Türkler Araplıktan nasıl kurtulacak
Pazar Sohbeti
12 Ocak 2020
0:00
0:00
anahtar kelimeler
metin
Bu Arap seviciliğinden kurtuluş nasıl olacak?
Soran kişinin adı Hüseyin. Önce adınızı değiştirmekle başlayabilirsiniz belki. Hüseyin biliyorsunuz Arapça bir isim. Hasan adının küçüğüdür, Küçük Hasan demektir Hüseyin. Yalnız Hüseyin değil tabii, Türkiye’de en çok kullanılan adların hepsine bakıyoruz. Sırasıyla Mehmet, Fatma kadınlarda, erkeklerde Ali, kadınlarda Ayşe, erkeklerde Mustafa, Ahmet, kadınlarda Emine, Hatice, Hüseyin ve Hasan, İbrahim, İsmail, Osman, Halil, Zeynep, Ömer, Yusuf, Süleyman, Ramazan, Murat, Meryem, Abdullah, Şerife, Sultan, Mahmut, Hanife, Elif, Salih, Kemal, Fadime, Havva, Recep... İlk 33 isim bunlar. İlk 33 isimin nüfus toplamına bakıyoruz, 33 milyon nüfus çıkıyor. Devamına baktığımız zaman... Türkiye’de erkeklerin yaklaşık yüzde 70’inin, kadınların yüzde 80’inin Arapça isimleri olduğunu görüyoruz. Arap seviciliği derken neyi kastediyor arkadaşlar? Onu merak etmeye başlıyor insan.

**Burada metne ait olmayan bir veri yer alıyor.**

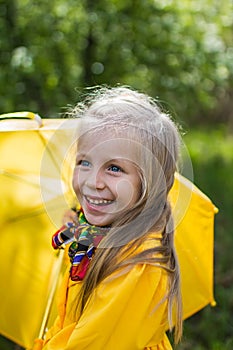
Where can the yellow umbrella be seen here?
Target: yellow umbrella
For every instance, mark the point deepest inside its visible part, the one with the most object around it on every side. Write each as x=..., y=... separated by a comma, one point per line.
x=32, y=202
x=35, y=166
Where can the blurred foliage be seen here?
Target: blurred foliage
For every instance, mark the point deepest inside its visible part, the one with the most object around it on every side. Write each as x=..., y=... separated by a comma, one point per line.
x=178, y=51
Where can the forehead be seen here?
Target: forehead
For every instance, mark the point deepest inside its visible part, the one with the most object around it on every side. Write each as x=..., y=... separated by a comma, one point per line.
x=109, y=145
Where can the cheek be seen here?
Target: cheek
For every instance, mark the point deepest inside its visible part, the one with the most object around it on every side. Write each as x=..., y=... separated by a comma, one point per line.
x=127, y=192
x=76, y=180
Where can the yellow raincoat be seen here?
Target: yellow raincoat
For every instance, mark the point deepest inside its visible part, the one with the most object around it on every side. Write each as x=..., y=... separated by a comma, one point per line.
x=127, y=312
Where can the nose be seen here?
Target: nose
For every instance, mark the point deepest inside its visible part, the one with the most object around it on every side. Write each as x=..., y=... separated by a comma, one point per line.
x=95, y=180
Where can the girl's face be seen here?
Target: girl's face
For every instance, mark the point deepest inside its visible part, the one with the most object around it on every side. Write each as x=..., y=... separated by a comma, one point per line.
x=105, y=179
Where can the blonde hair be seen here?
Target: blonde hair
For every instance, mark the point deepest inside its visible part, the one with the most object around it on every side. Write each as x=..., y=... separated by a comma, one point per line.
x=137, y=117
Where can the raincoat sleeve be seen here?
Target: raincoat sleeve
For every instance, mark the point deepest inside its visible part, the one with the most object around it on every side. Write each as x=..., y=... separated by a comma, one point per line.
x=128, y=311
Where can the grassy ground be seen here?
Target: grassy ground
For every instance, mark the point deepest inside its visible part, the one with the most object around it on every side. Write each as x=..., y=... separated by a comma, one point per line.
x=211, y=153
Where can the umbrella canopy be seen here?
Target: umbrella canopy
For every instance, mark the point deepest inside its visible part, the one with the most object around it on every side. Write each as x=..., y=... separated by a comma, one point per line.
x=33, y=199
x=35, y=172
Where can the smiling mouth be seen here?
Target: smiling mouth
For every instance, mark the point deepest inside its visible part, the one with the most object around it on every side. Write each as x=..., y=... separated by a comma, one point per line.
x=98, y=201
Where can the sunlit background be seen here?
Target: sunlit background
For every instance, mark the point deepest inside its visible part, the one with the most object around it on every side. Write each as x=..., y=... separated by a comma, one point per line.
x=180, y=52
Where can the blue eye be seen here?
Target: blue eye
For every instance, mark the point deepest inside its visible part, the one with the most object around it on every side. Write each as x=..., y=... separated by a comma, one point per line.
x=85, y=163
x=115, y=168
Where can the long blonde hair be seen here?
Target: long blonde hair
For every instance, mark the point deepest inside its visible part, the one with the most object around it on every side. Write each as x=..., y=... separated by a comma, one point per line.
x=137, y=117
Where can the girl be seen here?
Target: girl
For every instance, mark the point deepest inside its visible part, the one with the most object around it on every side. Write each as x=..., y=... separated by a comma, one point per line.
x=122, y=291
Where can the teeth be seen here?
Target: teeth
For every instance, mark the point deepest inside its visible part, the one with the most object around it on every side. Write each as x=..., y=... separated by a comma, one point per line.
x=98, y=201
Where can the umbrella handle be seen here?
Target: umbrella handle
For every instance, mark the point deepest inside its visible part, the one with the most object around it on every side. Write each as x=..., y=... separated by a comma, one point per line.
x=56, y=274
x=22, y=115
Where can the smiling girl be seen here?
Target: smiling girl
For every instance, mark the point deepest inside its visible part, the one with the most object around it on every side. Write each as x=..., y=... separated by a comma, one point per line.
x=122, y=291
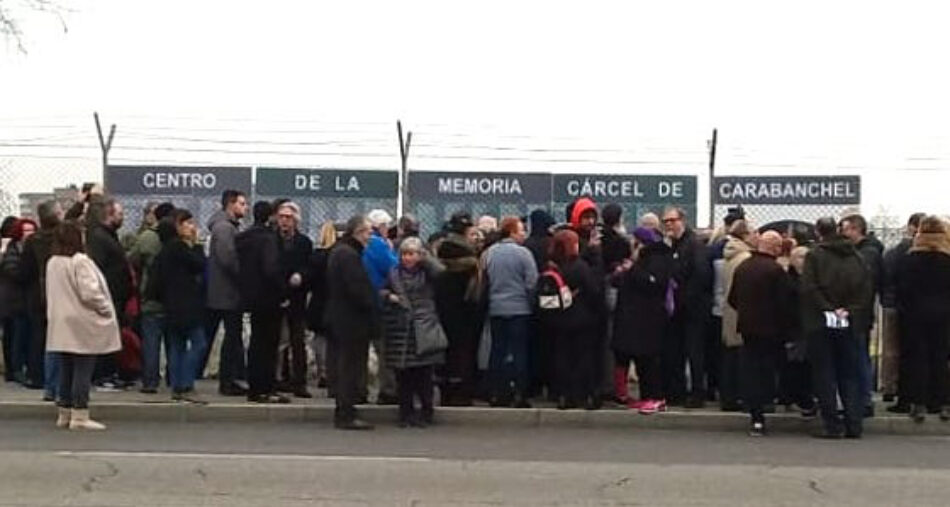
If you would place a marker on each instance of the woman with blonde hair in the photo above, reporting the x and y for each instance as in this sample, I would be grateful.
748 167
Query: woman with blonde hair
923 296
82 323
318 295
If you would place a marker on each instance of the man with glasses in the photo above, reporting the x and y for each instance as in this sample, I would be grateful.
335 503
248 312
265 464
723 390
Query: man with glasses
693 302
855 229
352 317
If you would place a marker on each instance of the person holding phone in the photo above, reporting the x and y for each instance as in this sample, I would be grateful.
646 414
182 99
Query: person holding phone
836 292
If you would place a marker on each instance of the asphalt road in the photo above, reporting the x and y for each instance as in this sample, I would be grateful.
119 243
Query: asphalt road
139 464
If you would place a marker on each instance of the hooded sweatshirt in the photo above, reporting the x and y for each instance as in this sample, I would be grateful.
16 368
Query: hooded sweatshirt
223 266
836 276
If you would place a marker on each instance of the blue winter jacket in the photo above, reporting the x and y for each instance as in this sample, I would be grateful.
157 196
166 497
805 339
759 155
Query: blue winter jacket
378 259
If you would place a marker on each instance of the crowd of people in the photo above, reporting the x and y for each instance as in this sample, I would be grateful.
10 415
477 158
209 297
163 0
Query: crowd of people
565 311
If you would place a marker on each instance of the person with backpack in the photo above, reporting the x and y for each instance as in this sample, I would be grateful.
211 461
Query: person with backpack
644 309
181 269
573 320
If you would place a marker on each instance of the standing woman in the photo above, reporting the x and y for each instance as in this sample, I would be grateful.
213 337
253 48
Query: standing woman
643 315
13 299
923 293
181 269
415 340
575 329
82 323
318 301
458 298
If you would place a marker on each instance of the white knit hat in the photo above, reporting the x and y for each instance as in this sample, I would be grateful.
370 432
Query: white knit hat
379 218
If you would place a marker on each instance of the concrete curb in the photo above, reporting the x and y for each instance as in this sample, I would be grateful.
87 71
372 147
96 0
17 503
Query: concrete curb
469 416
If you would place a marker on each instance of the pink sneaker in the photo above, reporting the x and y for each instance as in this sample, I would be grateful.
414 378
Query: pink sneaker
636 404
652 407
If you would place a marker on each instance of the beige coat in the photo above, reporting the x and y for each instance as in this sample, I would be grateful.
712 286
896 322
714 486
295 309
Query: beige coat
82 319
735 253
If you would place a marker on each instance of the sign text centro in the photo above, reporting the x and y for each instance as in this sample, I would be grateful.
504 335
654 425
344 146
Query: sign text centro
617 187
176 180
844 190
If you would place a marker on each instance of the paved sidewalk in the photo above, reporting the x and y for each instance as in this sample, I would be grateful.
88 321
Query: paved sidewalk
17 402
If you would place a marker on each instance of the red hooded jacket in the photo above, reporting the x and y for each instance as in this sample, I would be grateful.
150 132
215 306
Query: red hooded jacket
582 205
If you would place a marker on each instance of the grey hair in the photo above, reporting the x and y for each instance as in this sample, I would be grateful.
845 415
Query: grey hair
411 244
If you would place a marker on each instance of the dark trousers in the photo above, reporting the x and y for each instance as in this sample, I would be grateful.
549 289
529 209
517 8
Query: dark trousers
508 366
350 353
20 343
730 392
75 380
649 376
835 355
714 351
8 362
795 381
757 366
415 382
928 345
461 364
233 363
262 353
36 357
685 345
296 326
575 357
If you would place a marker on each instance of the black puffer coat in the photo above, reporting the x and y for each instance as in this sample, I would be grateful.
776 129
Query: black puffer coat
182 269
352 312
12 291
641 317
416 292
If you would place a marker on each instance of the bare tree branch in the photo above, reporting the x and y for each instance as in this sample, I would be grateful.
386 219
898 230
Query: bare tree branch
10 21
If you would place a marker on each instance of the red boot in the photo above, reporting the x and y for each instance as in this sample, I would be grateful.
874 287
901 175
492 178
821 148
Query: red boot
621 389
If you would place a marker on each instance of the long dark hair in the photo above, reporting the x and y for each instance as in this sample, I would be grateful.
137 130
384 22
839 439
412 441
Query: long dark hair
564 247
67 239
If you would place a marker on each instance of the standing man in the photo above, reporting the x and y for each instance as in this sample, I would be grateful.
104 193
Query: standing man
692 275
379 259
855 229
512 277
352 317
262 287
224 297
43 366
892 365
295 250
147 247
762 296
836 292
103 221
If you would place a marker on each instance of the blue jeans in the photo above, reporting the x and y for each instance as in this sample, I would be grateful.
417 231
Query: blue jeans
186 348
153 334
52 364
508 365
867 370
835 355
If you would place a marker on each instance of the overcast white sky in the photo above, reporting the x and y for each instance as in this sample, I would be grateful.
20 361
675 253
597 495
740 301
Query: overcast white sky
805 87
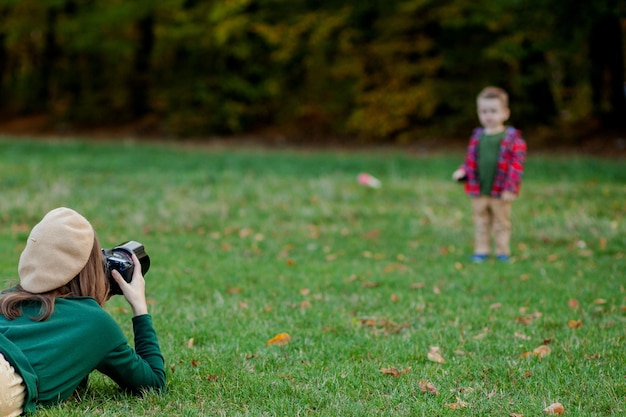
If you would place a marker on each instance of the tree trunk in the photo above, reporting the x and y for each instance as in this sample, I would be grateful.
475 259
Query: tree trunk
139 79
606 53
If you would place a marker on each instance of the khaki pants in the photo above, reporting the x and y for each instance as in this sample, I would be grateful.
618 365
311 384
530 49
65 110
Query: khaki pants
491 215
12 390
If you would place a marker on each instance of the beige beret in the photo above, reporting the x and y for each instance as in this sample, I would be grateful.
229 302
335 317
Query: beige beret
57 249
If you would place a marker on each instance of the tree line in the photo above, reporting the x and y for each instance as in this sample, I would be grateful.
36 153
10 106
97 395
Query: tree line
377 70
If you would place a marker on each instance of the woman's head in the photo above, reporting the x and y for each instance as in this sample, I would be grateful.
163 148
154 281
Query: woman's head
63 257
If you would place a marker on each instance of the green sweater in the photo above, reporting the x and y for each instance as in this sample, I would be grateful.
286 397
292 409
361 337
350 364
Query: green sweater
55 356
488 152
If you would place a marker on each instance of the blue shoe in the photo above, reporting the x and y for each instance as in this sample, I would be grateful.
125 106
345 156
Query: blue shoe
479 257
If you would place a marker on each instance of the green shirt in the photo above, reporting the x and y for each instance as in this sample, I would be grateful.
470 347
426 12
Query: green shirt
55 356
488 151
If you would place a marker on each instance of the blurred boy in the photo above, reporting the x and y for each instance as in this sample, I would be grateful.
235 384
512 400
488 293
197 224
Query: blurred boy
492 173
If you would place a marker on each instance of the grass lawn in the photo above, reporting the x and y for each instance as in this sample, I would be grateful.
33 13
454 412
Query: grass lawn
385 313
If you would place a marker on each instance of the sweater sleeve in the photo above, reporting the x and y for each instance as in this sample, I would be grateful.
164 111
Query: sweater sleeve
140 368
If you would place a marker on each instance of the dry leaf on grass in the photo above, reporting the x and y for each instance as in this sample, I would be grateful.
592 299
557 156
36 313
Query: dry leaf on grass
575 324
457 405
280 339
395 372
434 355
573 303
554 409
427 386
540 351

Çocuklarına isim vermek bir toplumun en en ciğerden, en damardan kültürel davranışıdır. Çocuklarının kimliğini belirliyorsun. Çocuklarının şu dünyada kim olduklarına karar veriyorsun. Onları damgalıyorsun doğduğu günden itibaren. Benim çocuğum Mehmet olsun diyorsun. Yani Heng Hua değil, Jean Pierre değil, Mehmet olsun diyorsun. Ve onları Arapça bir isimle damgalıyorsun.

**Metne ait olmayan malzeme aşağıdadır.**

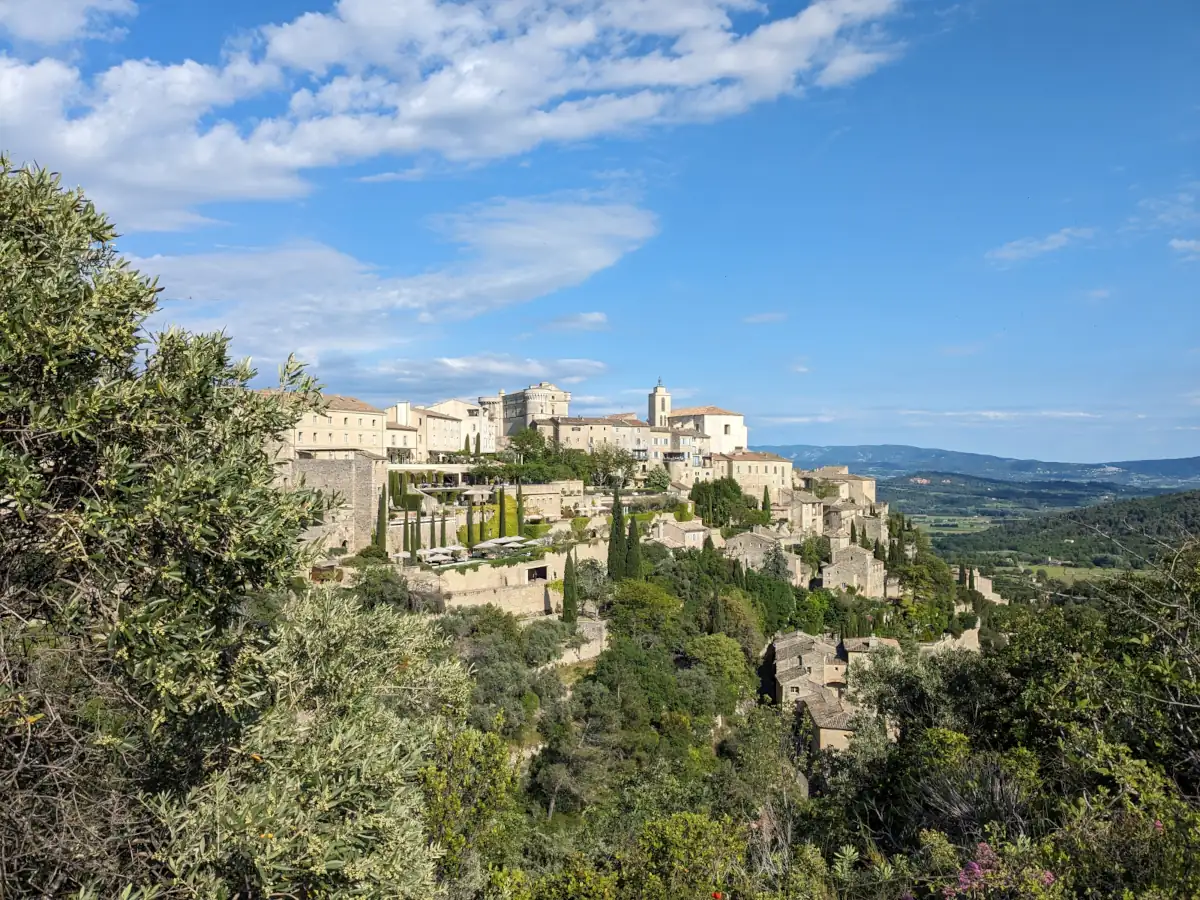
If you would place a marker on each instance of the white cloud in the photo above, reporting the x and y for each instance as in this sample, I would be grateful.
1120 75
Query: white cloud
798 419
426 381
1188 249
313 299
462 81
1171 210
52 22
765 318
1031 247
580 322
994 415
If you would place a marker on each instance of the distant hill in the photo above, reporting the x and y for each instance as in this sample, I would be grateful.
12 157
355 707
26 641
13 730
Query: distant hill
945 493
1109 534
889 460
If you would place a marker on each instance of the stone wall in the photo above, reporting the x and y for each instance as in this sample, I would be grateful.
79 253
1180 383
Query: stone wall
358 484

Tabii ki dindir bunun sebebi. Fakat din dediğiniz şey, İslam, sonuç olarak Arapların milli dinidir. Türk kültürü denilen şeyin ne derece derinlemesine, ta dibine kadar Araplıkla damgalanmış olduğunu anlamak istemiyorlar, kabul etmek istemiyorlar.
Bu gördüğünüz tuhaf ruh hali, Tanzimat sonrası Türk elitinin ideolojisidir. Biz, diyorlar, biz var ya biz, Avrupalılar bizi küçümsüyor ama biz Araplardan değiliz, biz çok Batılıyız, hatta kadınlarımız da sarışındır, gerçek veya sahte. İşte bu anlayışı aşmadan Türkiye’den ve Türklerden ne köy olur, ne kasaba olur. İşin en temeldeki gerçek düzlemini kavramak istemediğiniz zaman yalanla bir ulusal kültür oluşturmaya çalışırsınız, kimse de yemez.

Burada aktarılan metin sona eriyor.